Il y a aussi des motifs qui tendent à exclure l'existence d'une plaie de ce genre chez sainte Thérèse dès l'année 1559. Nous savons, en effet, que d'après l'enseignement de saint Jean de la Croix, les plaies mystiques extérieures se font plus sensibles à mesure que les blessures d'amour spirituelles se font plus profondes. Or, il est clair qu'à l'époque à laquelle appartient la vision décrite par la Sainte dans sa Vie, ch. 29, Thérèse n'était pas encore avancée très loin dans la vie unitive ; c'est dire que des grâces bien plus profondes que celles décrites alors ont dû suivre. Ainsi il est de toute évidence que l'extase douloureuse décrite dans le ch. 11 des sixièmes Demeures est une blessure d'amour plus profonde que celles rapportées dans la Vie ; et toutefois elles ne sont pas encore égalables à celle du mariage spirituel. La doctrine de saint Jean de la Croix appliquée à la vie de sainte Thérèse nous fait prévoir que, si elle souffre d'une plaie d'amour corporelle depuis 1559, cette plaie doit se rendre plus sensible plus tard (1). Or, il paraît bien que ce soit le contraire et que, plus les blessures mystiques se font profondes, leur effet sur le corps se fasse moins sentir. Déjà, parlant de la vision de 1559, la Sainte écrivait : « Ce n'est pas une souffrance corporelle ; elle est spirituelle. » Elle ajoutait pourtant : « le corps cependant ne laisse pas d'y participer quelque peu et même beaucoup. »

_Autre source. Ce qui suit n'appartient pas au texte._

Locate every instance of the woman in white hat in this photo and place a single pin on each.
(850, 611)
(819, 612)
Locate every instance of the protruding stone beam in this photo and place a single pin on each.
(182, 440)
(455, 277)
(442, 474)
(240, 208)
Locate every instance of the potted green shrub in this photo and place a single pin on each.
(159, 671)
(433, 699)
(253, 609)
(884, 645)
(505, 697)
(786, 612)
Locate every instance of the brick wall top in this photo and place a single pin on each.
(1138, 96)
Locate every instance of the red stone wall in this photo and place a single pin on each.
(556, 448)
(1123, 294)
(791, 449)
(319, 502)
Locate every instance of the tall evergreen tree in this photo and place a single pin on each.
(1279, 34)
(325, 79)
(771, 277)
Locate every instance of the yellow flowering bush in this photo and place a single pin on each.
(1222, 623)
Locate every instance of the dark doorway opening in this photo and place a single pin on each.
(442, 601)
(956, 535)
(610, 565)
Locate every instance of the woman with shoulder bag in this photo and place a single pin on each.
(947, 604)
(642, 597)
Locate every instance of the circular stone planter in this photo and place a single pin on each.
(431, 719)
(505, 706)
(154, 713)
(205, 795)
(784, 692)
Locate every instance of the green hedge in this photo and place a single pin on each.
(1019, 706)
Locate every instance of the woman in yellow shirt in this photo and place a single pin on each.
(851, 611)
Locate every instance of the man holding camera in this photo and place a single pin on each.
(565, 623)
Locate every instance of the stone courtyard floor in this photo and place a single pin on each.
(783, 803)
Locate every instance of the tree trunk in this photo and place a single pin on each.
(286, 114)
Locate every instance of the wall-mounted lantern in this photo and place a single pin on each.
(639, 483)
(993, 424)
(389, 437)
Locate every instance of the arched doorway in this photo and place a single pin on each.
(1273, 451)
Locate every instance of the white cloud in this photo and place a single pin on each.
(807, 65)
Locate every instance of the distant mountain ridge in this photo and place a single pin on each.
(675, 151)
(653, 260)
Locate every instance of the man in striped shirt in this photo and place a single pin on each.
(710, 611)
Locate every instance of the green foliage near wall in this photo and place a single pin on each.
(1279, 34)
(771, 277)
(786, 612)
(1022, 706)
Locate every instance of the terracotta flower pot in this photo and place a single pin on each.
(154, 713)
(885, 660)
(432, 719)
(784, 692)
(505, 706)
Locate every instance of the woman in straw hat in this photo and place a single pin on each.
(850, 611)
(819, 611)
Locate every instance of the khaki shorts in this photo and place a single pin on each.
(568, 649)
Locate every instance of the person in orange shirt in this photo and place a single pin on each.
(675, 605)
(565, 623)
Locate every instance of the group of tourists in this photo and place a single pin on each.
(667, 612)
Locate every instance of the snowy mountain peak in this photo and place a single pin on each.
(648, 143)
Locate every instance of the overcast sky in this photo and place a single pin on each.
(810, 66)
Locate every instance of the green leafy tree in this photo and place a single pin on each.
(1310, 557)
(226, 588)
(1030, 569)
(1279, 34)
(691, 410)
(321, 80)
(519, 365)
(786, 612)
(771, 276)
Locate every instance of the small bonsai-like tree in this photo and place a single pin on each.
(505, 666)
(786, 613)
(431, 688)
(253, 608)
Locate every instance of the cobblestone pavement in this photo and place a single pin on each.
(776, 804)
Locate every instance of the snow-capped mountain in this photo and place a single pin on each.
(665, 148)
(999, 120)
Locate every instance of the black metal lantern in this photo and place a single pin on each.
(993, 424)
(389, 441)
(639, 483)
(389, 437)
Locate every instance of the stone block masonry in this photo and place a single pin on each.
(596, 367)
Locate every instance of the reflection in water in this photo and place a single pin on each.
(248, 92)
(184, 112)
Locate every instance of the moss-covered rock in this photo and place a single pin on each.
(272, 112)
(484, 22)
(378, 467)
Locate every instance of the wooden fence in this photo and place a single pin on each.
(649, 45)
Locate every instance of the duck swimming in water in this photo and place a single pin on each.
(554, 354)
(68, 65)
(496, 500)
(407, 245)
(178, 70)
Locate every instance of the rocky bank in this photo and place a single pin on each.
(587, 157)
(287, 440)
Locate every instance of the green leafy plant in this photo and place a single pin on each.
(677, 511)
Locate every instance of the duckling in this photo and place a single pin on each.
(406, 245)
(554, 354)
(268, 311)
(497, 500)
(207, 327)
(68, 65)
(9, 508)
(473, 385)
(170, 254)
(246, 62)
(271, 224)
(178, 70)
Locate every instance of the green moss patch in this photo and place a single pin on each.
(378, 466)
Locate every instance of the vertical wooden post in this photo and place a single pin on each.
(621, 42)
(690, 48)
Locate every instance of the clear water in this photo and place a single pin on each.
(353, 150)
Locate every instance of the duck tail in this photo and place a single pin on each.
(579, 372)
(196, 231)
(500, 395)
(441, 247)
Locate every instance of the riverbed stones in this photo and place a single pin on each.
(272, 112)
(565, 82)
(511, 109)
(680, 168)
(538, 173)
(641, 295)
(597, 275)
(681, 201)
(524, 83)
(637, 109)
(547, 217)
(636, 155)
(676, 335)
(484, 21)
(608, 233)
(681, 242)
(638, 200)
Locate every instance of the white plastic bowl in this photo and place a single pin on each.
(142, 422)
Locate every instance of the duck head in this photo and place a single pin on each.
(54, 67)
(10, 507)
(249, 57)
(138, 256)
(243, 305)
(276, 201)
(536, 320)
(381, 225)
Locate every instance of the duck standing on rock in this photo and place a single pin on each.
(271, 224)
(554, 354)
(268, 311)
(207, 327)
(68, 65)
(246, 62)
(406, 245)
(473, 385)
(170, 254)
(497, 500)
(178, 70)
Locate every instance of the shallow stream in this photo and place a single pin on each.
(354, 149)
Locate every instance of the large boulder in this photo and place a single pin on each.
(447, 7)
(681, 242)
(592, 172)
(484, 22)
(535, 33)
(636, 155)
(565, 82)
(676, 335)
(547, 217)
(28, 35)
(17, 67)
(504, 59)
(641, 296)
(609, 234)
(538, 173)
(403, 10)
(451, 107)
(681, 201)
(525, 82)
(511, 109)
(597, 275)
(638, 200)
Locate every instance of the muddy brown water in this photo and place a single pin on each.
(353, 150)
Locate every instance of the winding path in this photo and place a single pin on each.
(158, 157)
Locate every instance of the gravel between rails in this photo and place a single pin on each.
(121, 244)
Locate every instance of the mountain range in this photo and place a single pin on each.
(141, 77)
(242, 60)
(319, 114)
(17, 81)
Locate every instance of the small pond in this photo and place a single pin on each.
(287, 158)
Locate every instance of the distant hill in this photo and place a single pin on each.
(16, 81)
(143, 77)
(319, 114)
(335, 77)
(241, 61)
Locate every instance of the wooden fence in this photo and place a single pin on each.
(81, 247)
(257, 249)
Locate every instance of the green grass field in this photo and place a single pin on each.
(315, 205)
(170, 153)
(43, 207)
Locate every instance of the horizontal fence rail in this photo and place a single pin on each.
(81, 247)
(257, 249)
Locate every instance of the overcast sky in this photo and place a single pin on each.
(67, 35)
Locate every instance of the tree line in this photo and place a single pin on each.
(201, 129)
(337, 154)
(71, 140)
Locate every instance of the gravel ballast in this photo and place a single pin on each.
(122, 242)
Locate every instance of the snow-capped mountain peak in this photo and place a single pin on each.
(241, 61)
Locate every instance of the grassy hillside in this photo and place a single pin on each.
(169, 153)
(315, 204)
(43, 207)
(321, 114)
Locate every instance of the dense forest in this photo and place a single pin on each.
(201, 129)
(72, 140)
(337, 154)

(1) – Nous savons que « physiologiquement » parlant, les blessures du cœur sont très peu « sensibles » ; mais une fois admis que Thérèse a « senti » en 1559 la plaie de son cœur, dès qu'on lui applique les principes formulés par saint Jean de la Croix, on voit qu'elle devait la sentir davantage quand les blessures intérieures se firent plus profondes. Du reste, si la plaie extérieure doit être une « manifestation » de la souffrance de l'âme, du point de vue mystique on ne conçoit pas qu'elle ne fasse pas souffrir celui qui la reçoit.